DIGITAL LIBRARY
COLLEGE RESOURCES AND STUDENT ACHIEVEMENT
University of Hawaii at Manoa and East-West Center (UNITED STATES)
About this paper:
Appears in: INTED2009 Proceedings
Publication year: 2009
Pages: 5238-5254
ISBN: 978-84-612-7578-6
ISSN: 2340-1079
Conference name: 3rd International Technology, Education and Development Conference
Dates: 9-11 March, 2009
Location: Valencia, Spain
Abstract:
The 1966 US government publication “Equality of Educational Opportunity” spurred a long and ongoing debate when it suggested that additional school resources do not contribute to student achievement. However, the same kind of attention has not been extended to tertiary education for at least three reasons. First, primary and secondary levels of education are compulsory, but not tertiary education. Second, the operational level of employment in the labor market begins with a high school diploma discouraging entry of some individuals into institutions of higher learning.
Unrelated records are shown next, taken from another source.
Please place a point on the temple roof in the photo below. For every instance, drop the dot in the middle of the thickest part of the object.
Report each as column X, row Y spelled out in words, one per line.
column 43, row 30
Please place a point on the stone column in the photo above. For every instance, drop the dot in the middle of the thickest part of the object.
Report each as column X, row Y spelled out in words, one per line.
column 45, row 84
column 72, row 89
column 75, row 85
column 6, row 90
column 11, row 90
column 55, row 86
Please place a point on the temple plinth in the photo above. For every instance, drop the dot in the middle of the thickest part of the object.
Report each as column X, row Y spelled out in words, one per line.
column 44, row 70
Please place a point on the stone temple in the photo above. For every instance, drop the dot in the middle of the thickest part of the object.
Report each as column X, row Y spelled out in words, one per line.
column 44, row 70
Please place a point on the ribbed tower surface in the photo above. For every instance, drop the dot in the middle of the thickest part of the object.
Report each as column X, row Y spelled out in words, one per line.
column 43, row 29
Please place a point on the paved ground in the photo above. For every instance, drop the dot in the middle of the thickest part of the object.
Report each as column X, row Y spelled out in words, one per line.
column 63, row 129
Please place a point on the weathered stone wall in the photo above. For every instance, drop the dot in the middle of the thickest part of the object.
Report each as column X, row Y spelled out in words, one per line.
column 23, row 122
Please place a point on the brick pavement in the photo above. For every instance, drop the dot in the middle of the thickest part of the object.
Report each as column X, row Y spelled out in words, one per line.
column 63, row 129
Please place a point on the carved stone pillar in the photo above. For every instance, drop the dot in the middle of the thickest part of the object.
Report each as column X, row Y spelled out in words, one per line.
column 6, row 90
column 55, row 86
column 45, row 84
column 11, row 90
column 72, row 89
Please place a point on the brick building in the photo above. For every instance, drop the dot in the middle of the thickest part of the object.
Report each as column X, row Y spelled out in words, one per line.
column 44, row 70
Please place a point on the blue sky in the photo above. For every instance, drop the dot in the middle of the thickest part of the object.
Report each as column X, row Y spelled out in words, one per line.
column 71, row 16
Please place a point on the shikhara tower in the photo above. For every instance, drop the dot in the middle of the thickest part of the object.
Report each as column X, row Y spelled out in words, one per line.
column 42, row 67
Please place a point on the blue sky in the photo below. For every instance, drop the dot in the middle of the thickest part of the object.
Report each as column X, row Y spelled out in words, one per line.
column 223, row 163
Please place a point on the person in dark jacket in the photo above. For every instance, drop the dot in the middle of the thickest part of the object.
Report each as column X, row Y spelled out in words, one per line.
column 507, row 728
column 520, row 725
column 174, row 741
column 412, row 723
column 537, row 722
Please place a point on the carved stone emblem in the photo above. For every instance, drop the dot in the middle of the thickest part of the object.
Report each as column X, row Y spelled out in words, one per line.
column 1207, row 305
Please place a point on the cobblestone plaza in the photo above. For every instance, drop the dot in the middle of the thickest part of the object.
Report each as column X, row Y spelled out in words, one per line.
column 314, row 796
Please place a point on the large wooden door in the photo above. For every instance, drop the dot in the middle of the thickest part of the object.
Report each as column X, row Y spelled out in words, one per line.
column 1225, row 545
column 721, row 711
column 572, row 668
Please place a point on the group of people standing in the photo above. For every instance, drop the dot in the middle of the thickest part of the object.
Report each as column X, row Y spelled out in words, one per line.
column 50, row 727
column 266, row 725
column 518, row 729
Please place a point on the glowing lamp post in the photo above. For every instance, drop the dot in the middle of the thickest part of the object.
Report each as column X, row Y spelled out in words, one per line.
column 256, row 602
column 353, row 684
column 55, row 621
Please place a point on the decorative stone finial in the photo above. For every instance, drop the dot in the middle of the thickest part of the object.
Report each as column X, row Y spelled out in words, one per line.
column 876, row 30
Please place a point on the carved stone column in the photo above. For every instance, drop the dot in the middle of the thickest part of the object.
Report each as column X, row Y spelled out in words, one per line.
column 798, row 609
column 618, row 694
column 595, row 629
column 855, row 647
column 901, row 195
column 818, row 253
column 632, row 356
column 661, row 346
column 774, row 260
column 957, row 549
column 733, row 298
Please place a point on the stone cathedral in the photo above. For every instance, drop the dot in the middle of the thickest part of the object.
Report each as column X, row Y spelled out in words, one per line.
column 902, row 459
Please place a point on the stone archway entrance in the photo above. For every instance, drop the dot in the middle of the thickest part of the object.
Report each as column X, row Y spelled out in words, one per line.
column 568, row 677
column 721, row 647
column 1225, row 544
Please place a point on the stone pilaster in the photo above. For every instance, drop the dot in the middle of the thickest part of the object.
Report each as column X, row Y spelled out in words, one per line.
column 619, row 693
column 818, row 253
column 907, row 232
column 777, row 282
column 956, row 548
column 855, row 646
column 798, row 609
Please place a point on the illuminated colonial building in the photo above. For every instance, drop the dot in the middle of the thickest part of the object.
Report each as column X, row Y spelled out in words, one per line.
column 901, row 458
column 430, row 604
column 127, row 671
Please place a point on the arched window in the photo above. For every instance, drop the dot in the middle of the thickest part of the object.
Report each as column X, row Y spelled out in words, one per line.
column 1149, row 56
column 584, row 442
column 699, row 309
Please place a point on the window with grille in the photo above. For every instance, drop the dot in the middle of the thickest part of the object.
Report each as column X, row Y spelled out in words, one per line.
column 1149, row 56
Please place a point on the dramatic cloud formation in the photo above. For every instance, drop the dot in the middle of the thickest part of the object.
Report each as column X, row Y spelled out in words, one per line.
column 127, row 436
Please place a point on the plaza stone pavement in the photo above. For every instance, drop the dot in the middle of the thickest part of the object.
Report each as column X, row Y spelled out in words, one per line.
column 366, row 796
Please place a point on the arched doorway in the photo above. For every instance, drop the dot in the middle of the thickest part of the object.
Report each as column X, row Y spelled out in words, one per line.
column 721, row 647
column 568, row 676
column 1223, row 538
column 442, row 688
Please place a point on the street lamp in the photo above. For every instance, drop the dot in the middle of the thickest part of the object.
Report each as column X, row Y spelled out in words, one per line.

Third, there is no unified dataset that includes all the relevant covariates that impact student achievement possibly creating omitted variable bias that generates inflated resource coefficients.

This research aims to fill the gap in the school resources-student achievement literature by simultaneously investigating the relative impacts of individual, family, and household characteristics, and college resources and characteristics on various forms of student achievement at the tertiary level by merging two US datasets--the National Longitudinal Survey of the Youth 1979 (NLSY79) Geocode Supplement and the Integrated Postsecondary Education Data System. The merging of these two datasets allows the matching of individuals in the NLSY79 survey to the actual schools they attended. Thus, this unified dataset does not only make possible a comprehensive assessment of institutional resource efficiency in various forms and levels while controlling for individual and family characteristics, but also allows for the estimation of unbiased resource coefficients.

Furthermore, a more detailed individual decision process is explored. While most tertiary-level studies of the achievement impact of school resources concentrate on attendance and completion, it should be recognized that an individual faces a longer timeline between these two decision nodes when the individual makes a recurring persistence decision. Thus, three aspects of college achievement—attendance, persistence, and completion—are investigated. As important, we also assess the impact of three categories of school resources: real classroom, financial, and other resources.

The random effects probit econometric methodology is used in recognition of the fact that the student achievement decisions are dynamic in nature. The endogeneity problem associated with school resources that arise from students choosing the colleges they attend based on certain observed and unobserved characteristics of the individual, the family, and the school is also considered by utilizing the Two-Stage Least Squares regression technique.

Preliminary results obtained indicate the importance of individual and family characteristics in affecting student achievement and also reveals that teacher-pupil ratio and per-pupil expenditure are significant in affecting students’ college persistence and completion. For instance, an increase in 1 faculty for every 100 students is expected to yield a rise of 2-3 percentage points and 6-8 percentage points in persistence and completion probabilities, respectively, while a 10 percent increase in per-student expenditure is estimated to cause an increase of 0.7-0.8 and 0.7-1 percentage point/s in persistence and completion probabilities, respectively. These results suggest that resources should not be treated as instant short-term solutions to the long-term process of achieving student success in college.
Keywords:
achievement, completion, endogenous, multiple indicator solution, instrumental variables, omitted.